Why nested scope rules do not apply to inner Class?
Cousson, Benoit
b-cousson at ti.com
Tue Aug 12 13:06:55 EDT 2008
> This is a language limitation.
> This is because nested scope is implemented for python function only since
> 2.3
> allow late binding of free variables. the scope in class statment is not a
> closure, so there is only two possible scope in it : local and global.
That was my understanding as well, but I think it is a pity to have that limitation. Don't you think that the same improvement that was done for method nested scope could be done as well for nested class?
I can easily fix my current issue by doing the binding after the class declaration.
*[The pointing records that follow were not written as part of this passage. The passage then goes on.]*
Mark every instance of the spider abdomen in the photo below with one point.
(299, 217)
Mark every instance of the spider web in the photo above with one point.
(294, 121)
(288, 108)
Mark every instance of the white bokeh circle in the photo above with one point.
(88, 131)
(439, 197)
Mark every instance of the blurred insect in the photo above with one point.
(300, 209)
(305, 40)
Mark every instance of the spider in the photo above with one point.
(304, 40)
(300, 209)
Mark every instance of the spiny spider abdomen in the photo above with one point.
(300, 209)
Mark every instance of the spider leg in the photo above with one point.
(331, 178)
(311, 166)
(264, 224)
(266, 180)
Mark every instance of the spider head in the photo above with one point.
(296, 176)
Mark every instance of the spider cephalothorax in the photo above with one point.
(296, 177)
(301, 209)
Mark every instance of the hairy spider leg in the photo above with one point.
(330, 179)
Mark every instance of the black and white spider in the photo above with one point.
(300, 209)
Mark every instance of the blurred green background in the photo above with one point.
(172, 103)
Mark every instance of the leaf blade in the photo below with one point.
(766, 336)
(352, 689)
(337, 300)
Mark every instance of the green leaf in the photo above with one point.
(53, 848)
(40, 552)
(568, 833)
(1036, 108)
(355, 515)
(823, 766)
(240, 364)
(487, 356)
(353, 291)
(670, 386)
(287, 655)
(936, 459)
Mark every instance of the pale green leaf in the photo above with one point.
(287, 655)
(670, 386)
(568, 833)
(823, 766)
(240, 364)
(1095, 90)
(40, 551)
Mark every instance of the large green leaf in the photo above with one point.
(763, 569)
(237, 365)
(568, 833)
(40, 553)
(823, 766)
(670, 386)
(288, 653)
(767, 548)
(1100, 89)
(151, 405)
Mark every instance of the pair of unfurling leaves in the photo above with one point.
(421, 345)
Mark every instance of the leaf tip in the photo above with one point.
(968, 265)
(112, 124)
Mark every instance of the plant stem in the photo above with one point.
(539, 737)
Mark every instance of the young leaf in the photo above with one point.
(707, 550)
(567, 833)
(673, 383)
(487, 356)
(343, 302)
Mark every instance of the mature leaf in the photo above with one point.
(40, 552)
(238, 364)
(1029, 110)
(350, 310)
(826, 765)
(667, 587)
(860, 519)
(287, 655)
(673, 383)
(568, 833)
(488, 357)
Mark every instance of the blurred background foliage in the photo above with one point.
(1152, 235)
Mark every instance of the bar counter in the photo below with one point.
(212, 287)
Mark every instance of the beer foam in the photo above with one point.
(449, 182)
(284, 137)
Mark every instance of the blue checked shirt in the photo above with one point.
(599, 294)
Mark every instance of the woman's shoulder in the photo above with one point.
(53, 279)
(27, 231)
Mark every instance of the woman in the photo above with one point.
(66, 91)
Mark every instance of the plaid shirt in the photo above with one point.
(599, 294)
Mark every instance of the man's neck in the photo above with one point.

My concern is more about the lack of symmetry of that approach; meaning that if both classes are in the global scope, one can access the others, whereas if they are in the body of another class they cannot.
This is OK:
class A(object):
pass
class B(object):
foo=A
I have to add the binding after the declaration in the case of nested:
class C(object):
class A(object):
pass
class B(object):
foo=None
B.foo = A
That extra step is a little bit painful and should not be necessary for my point of view.
> > I'm wondering as well if the new nonlocal statement will fix that in
> py3k?
> >
>
> nonlocal doesn't adress this issue an I doubt python 3.0 fix it at all.
>
> You have the same problem with generator expressions, which bind lately
> outer
> loop variables :
Good to know, I was not aware of that.